Well, on the surface, nothing much. But it represent increasing interest on a very promising field.
It’s million dollar prize for computer expert and statistician that can improve a set of algorithm (a set of rules to be executed by computer).
Netflix, the companies who pay for this $1 million reward, is a movie rental company in USA (trying to establish international presence). You choose movies on their website, they send the movie to you by mail, you send back the movies when you’re done with the movies you borrow.
But, have you found that there are movies out there that might not be heavily advertised but are really nice? I mean, i found Layer Cake accidentally. I like the movie, really like the movie, it’s not advertise here in Indonesia, but it’s a really good movie. I wish there is someone who can advise me on these kind of movies, someone who really understands my taste and can tell me based on his vast knowledge of movies, what other lesser known movies would i like.
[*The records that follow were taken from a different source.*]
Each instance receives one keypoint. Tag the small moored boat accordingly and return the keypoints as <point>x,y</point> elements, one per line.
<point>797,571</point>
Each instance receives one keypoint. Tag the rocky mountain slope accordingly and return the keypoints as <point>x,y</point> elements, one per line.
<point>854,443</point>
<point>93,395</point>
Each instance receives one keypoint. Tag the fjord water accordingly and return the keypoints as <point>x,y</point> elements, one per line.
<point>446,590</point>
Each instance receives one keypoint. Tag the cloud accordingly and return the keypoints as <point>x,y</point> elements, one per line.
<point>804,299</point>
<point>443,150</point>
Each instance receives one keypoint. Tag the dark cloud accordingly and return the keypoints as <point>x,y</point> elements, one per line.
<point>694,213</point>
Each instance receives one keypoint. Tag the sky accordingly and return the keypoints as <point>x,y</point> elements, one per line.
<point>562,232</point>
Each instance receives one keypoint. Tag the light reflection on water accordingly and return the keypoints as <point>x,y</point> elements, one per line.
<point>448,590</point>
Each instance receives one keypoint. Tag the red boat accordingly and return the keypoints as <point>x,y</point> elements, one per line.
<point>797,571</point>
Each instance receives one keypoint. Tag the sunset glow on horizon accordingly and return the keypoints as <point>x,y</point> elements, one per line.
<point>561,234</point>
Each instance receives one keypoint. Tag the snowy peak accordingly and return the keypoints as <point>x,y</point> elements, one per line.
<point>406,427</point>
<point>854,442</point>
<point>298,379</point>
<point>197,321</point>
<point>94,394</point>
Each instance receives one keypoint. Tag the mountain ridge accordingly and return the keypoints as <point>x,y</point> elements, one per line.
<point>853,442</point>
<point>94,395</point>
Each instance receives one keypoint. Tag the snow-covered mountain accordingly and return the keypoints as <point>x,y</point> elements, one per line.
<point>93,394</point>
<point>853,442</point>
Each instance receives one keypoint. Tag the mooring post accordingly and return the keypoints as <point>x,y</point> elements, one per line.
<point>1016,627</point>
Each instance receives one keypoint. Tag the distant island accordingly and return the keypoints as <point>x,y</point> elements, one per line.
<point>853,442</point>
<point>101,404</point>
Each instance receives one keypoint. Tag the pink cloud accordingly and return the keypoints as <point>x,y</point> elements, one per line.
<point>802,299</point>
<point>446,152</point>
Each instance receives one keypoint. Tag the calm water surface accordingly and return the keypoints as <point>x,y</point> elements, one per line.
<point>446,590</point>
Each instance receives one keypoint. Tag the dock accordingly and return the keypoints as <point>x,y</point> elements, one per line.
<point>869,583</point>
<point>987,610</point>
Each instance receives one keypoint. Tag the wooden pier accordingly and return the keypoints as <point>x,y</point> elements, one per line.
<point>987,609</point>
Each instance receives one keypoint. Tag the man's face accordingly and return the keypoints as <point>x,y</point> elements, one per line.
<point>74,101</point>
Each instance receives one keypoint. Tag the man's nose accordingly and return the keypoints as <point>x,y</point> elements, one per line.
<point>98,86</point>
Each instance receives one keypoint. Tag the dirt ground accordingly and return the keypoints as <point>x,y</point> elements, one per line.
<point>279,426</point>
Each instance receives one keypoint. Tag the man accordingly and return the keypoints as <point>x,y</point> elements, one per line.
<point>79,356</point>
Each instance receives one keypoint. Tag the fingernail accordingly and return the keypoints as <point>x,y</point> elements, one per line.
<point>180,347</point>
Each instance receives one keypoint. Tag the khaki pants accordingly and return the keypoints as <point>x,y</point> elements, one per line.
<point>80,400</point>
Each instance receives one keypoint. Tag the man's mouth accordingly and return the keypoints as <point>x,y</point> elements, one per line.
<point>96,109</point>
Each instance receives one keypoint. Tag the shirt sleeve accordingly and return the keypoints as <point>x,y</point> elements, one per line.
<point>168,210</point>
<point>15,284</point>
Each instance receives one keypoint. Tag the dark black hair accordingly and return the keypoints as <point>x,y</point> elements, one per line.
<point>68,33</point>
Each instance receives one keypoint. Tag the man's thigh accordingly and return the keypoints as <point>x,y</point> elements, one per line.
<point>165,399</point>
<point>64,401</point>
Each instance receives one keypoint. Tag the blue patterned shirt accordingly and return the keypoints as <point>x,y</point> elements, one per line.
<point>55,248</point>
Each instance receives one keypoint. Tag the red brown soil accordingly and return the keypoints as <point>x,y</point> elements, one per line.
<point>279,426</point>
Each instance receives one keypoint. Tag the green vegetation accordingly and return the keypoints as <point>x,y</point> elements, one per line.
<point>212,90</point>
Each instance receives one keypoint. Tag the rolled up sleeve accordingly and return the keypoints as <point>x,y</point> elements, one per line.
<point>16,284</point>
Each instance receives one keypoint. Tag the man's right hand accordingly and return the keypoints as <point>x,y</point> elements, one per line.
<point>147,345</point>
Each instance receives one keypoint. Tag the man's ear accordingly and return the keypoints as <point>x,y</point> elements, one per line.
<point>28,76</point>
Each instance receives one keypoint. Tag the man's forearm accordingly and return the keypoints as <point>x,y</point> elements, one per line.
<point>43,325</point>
Well, Netflix has such adviser, it’s a computer algorithm called Cinematch
Cinematch can predicts, based on your past movie rentals, what kind of movie would you like, despite those movies being unpopular in the market.
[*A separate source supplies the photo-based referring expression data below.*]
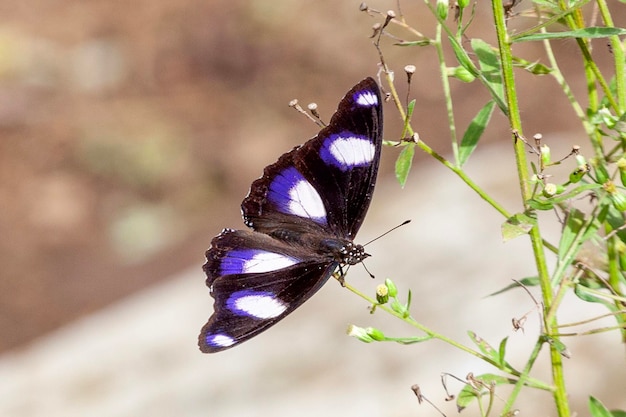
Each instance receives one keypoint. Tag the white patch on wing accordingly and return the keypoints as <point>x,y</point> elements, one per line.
<point>305,201</point>
<point>261,305</point>
<point>220,340</point>
<point>366,98</point>
<point>352,151</point>
<point>266,262</point>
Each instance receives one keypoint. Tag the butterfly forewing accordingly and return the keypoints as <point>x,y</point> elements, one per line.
<point>305,210</point>
<point>328,182</point>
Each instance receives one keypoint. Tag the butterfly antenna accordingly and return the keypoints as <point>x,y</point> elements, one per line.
<point>368,271</point>
<point>387,232</point>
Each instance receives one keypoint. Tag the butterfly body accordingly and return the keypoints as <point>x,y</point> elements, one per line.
<point>304,213</point>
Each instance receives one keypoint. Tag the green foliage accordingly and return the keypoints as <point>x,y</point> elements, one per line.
<point>597,177</point>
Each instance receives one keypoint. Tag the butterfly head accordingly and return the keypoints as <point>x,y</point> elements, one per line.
<point>352,254</point>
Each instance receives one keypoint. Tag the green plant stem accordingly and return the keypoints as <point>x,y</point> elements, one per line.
<point>590,130</point>
<point>618,55</point>
<point>445,82</point>
<point>522,378</point>
<point>412,322</point>
<point>560,393</point>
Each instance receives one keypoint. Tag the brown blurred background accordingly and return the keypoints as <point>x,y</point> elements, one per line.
<point>130,132</point>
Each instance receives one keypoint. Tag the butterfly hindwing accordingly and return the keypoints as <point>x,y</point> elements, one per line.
<point>327,182</point>
<point>304,211</point>
<point>256,281</point>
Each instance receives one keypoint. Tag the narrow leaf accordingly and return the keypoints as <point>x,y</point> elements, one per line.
<point>517,225</point>
<point>597,408</point>
<point>470,393</point>
<point>528,282</point>
<point>484,346</point>
<point>474,132</point>
<point>588,33</point>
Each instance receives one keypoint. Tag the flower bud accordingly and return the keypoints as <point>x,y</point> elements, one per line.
<point>360,333</point>
<point>579,173</point>
<point>545,155</point>
<point>619,201</point>
<point>461,74</point>
<point>602,175</point>
<point>391,287</point>
<point>621,166</point>
<point>375,334</point>
<point>382,294</point>
<point>550,190</point>
<point>442,9</point>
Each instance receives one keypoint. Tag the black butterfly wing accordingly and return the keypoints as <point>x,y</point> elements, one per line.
<point>305,209</point>
<point>256,281</point>
<point>324,186</point>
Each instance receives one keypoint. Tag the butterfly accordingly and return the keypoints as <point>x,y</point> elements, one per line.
<point>304,213</point>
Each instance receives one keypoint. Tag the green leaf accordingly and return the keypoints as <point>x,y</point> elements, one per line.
<point>597,408</point>
<point>424,42</point>
<point>409,113</point>
<point>474,132</point>
<point>533,67</point>
<point>573,225</point>
<point>527,282</point>
<point>463,57</point>
<point>470,393</point>
<point>484,346</point>
<point>558,345</point>
<point>537,204</point>
<point>588,33</point>
<point>517,225</point>
<point>489,68</point>
<point>404,162</point>
<point>502,351</point>
<point>580,292</point>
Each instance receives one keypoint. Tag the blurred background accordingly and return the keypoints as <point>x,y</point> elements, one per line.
<point>129,134</point>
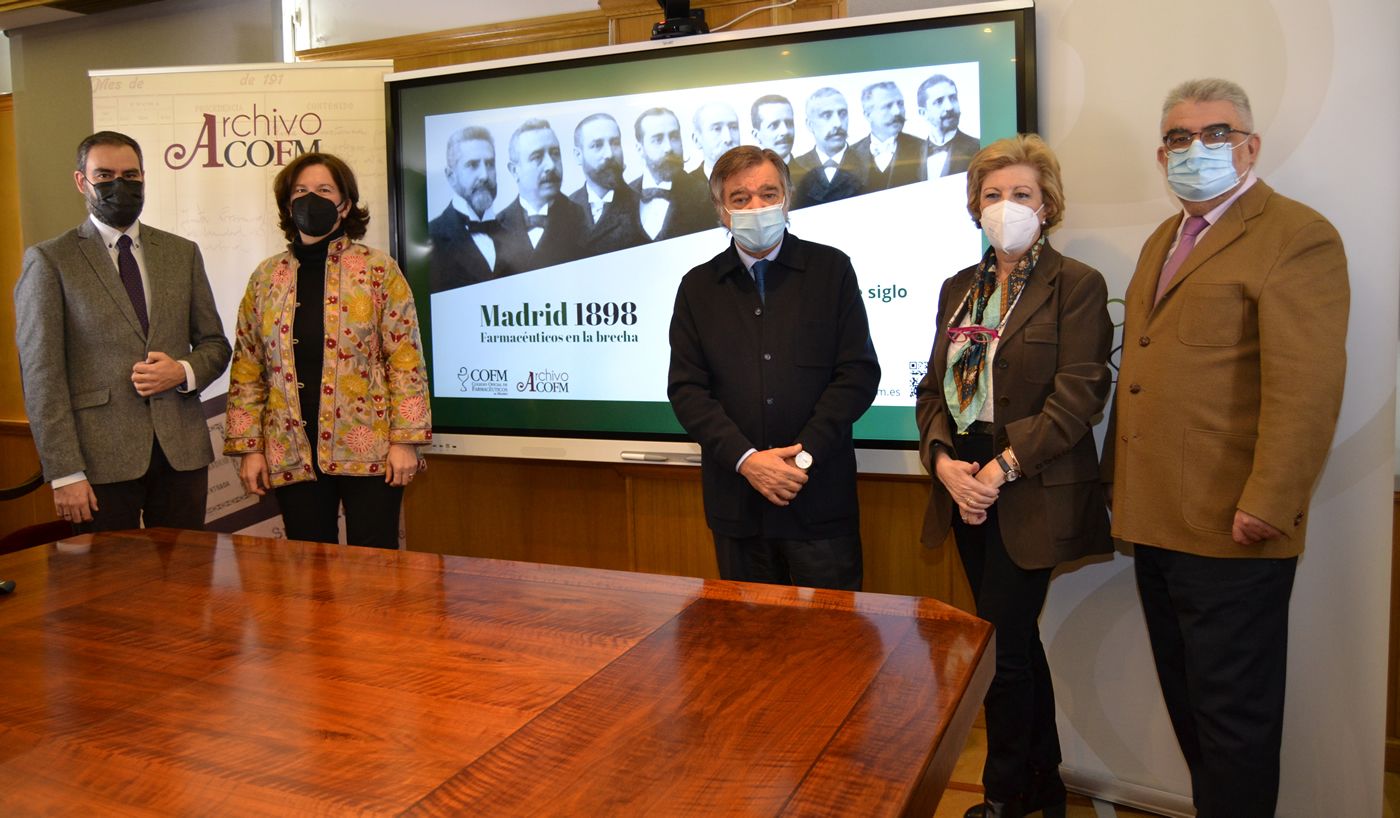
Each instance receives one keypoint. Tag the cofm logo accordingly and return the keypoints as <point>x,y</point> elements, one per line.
<point>255,139</point>
<point>543,381</point>
<point>483,380</point>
These kind of algorithm are called predictive algorithm, a set of rules that when are executed through a data set, produce some prediction. Example, i have a database of customer static data (age, gender, zip code, education, income) and a set of transaction data (purchase of groceries). Based on existing data set, i try to predict what kind of people prefer to purchase certain type of groceries.
Now, analyzing this data won’t allow me to come up with totally accurate linkages among data sets (e.g. a person with higher income positively prefer x brand of canned milk compared to other canned milk), but it allows me to see higher correlations in the data set (e.g. there’s a higher correlation between a person with higher income and brand x of canned milk compared to other canned milk). Not perfect, but it’s better than nothing.
Based on this correlation, i try to predict what other people having certain characteristic would like to buy.
You can use both static and transaction data for predictive algorithm (or predictive models, another term for the same thing)
Now, Cinematch use the movies you have rent, and your rating on that movie (this produce a set of transaction data), and the rating from millions of other guys who also rent and rate movies, to predict what kind of movies you would like in the future.
Pretty cool no? Netflix actually provide 2 kinds of service, renting movies (where their money comes) and providing suggestion on movies you might like (to keep customers to keep on coming)
Due to it’s business model, Netflix is highly dependent on predictive algorithm. They’re dependent on predictive models on at least 2 ways:
1. As their competitive edge to customer, Cinematch allows them to differentiate themselves from other more established movie rental companies
2. To maintain efficient inventory level of movie. They can’t afford to have to few or to many movie of the same title.
That’s why the $1 million Netflix Prize is so important for Netflix.
The Netflix Prize is provided for those who can improve Cinematch algorithm by 10%.
But guess what, by creating this prize, Netflix get many many damn smart people working to improve it’s algorithm, not just the ones who won the prize.
Now, beyond Netflix own survival, what’s so great about the prize so i’m willing to quote a news from NY Times?
It shows a growing interest for predictive modeling.
Predictive modeling allows many decisions to be automated.
The existence of software like MS Word or MS Excel allows the automation of many aspect of work. Ctrl Z to undo your work rather than retyping, formulas to automate calculations.
But one aspect of human work, making decisions, has not been able to be automated.
Predictive Modeling aim to bridge this gap.
An example of the application of predictive modeling.
As a bank, we process ten thousands of credit card application each day, each day.
Now, imagine near hundred of credit analyst spending their time to analyze these credit card application.
Poor guys no? spending their years analyzing credit applications. A routine job like these is a burden for the guys whose doing it (danger of over specializing, risk of being pigeon holed) and the organization (managing more workforce increase organization complexity)
Now, just like MS Word frees us from the shackles of retyping, i (and many others) hope that predictive modeling can free these credit analyst from the shackles of their job (and allocate their talent to more challenging roles)
That’s just one of the expected use of predictive modeling.
It’s a great and growing field, and the Netflix Prize help to support this field.
I hope more similar prizes to come up.